In the case of Guderian vs. Sterling, 151 La. 59, 91 South. 546, the court said:

“When a foreman in the performance of his duty is assaulted by a laborer under him, and is injured as a consequence, the injury is considered as caused by an accident within the meaning of Employer’s Liability Acts of the same general nature as ours.”

There is no reason why the reverse of the proposition should not be true.

In Dyer vs. Rapides Lumber Co., 154 La. 1091, 98 South. 677, the court said:

“Where a workman is exposed to some risk manifestly necessitated by his employment he is entitled to his compensation.”

In Ferguson vs. Cady-McFarland, 156 La. 871, 101 South. 248, the court adopted the above language and added:

“An employee like the decedent, who may have an enemy among his fellow employees in the same gang in which he is required to work necessarily comes in contact with such enemy throughout all hours of the day, and is constantly exposed to assault and bodily harm.
“He therefore incurs greater risk necessitated by h'is employmént than a person ordinarily would be subjected to outside of such employment.”

There seems to have been ill feeling between the plaintiff and Foster prior to that time.

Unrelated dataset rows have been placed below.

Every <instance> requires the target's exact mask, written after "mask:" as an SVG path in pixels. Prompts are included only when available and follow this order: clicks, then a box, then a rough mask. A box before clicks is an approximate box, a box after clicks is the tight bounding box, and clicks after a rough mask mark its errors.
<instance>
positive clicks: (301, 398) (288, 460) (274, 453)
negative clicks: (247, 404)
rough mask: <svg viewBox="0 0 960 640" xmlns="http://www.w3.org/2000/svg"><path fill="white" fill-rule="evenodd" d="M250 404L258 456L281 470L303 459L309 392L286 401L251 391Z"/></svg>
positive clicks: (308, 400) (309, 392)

In Byas vs. Hotel Bentley, 157 La. 1030, 103 South. 303, where a bell boy who had charge of baggage was killed by a taxicab driver in a dispute over baggage the court held that the Compensation Act entitled the boy’s mother to relief.

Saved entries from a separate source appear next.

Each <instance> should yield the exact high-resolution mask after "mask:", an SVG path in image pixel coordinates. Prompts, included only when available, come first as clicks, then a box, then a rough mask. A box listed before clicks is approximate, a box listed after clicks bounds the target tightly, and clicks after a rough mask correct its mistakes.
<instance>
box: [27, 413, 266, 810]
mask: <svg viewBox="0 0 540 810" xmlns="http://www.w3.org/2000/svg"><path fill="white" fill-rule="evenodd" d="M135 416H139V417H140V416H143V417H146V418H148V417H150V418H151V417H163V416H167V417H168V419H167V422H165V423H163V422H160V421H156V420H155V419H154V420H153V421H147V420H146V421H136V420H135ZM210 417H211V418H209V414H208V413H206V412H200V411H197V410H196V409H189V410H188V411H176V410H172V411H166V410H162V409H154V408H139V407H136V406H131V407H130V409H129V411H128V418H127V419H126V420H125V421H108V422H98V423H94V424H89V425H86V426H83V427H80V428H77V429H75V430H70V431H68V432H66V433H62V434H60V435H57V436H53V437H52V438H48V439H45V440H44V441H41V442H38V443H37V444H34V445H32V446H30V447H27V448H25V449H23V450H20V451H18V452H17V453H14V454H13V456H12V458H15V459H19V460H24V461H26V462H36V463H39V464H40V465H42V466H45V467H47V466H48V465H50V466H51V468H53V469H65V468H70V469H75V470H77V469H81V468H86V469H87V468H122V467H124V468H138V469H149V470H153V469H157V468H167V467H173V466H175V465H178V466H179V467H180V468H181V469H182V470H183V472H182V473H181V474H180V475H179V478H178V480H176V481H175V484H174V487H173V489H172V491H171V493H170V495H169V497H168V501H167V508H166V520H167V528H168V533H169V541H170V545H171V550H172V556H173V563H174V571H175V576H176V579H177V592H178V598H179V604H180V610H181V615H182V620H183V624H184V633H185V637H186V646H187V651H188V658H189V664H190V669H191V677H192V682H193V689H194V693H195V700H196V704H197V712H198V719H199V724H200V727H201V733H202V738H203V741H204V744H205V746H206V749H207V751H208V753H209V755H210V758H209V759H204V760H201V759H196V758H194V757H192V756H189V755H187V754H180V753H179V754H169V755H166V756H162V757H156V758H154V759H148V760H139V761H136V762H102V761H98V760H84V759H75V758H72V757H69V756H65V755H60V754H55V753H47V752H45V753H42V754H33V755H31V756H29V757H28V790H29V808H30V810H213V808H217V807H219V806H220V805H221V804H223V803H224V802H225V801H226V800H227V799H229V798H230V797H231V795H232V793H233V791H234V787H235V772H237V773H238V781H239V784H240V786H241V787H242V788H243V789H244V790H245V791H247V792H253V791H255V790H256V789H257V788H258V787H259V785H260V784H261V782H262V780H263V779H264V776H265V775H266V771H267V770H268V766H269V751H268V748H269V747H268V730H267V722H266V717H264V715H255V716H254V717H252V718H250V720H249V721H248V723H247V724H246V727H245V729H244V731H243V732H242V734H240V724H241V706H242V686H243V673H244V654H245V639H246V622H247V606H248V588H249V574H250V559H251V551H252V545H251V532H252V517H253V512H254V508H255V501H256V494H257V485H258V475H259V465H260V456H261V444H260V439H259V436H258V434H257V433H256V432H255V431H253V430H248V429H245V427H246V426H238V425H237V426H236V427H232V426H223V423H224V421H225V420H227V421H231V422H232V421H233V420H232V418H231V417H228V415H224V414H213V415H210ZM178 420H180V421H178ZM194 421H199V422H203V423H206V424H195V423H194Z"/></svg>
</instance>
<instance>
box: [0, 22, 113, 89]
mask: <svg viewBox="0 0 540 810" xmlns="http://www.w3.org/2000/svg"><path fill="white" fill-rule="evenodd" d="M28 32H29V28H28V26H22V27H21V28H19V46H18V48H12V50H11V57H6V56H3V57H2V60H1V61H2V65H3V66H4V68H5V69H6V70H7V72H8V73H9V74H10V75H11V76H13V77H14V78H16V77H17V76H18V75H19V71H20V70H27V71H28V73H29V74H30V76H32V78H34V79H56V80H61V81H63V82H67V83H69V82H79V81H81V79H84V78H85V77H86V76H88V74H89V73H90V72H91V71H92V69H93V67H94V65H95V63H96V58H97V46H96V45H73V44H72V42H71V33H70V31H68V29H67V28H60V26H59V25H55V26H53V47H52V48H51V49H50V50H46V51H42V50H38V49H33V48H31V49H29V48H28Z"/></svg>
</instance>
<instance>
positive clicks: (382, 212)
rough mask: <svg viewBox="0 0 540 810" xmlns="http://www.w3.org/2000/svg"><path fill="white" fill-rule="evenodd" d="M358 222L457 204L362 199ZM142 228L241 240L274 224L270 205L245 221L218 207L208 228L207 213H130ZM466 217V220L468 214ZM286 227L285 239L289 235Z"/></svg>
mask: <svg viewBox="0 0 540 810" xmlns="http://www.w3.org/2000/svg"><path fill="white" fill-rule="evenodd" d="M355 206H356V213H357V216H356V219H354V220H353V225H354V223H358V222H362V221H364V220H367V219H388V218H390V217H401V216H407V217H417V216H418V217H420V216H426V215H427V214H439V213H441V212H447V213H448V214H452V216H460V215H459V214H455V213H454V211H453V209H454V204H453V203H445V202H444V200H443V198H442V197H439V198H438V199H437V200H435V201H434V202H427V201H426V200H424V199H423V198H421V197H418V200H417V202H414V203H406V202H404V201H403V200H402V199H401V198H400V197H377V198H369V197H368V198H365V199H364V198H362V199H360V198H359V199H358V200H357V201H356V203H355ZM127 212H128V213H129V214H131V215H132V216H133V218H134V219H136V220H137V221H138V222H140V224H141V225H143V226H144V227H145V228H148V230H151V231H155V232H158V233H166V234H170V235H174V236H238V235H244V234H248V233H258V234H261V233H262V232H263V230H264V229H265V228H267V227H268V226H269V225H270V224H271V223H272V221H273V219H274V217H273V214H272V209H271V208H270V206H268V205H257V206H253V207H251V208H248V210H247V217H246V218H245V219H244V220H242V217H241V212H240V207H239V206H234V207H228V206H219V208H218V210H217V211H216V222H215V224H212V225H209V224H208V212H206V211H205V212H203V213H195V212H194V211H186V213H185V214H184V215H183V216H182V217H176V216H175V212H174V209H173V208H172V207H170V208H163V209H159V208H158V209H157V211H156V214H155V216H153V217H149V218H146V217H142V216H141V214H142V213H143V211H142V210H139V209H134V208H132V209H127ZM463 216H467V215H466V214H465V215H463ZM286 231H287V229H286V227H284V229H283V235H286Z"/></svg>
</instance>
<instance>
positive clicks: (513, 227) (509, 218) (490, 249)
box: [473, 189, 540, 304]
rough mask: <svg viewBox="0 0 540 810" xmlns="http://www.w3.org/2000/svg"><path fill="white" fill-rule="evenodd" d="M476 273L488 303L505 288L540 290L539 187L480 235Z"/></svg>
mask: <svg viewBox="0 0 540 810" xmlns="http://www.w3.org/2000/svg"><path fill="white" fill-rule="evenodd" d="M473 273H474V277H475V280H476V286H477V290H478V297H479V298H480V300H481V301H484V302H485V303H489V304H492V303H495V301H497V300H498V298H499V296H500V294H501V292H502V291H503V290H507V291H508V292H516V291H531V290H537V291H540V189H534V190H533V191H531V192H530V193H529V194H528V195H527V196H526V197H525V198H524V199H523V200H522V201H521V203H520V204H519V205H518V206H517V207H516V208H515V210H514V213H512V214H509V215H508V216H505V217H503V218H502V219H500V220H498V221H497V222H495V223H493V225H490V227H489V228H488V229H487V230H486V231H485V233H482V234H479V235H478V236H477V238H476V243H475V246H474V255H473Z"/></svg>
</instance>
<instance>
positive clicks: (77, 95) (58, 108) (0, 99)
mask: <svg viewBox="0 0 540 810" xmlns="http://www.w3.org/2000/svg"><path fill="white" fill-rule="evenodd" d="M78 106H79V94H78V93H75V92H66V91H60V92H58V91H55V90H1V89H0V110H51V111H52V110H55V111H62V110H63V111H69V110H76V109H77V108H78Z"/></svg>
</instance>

The defendants have relied upon the following cases: 127 N. E. 84; 186 N. Y. Supp. 705; 170 id. 677; 121 Atl. 556. The'sé cases may differ from those we quote, but we consider ourselves controlled by the decisions of our own Supreme Court, which is ¿Iso in accord with our own views.

The evidence satisfies us that the plaintiff was getting $3.25 per section and that he could not do more then three sections each week or $9.75 worth, 65% of which is $6.34 per week.

It is therefore ordered that the judgment herein be reversed and avoided; and it is now ordered that there be judgment condemning the defendants in solido to pay to plaintiff the weekly sum of six 34-100 dollars for one hundred weeks with five per cent per annum interest on each weekly payment from June 1, 1925, till paid and all costs of suit.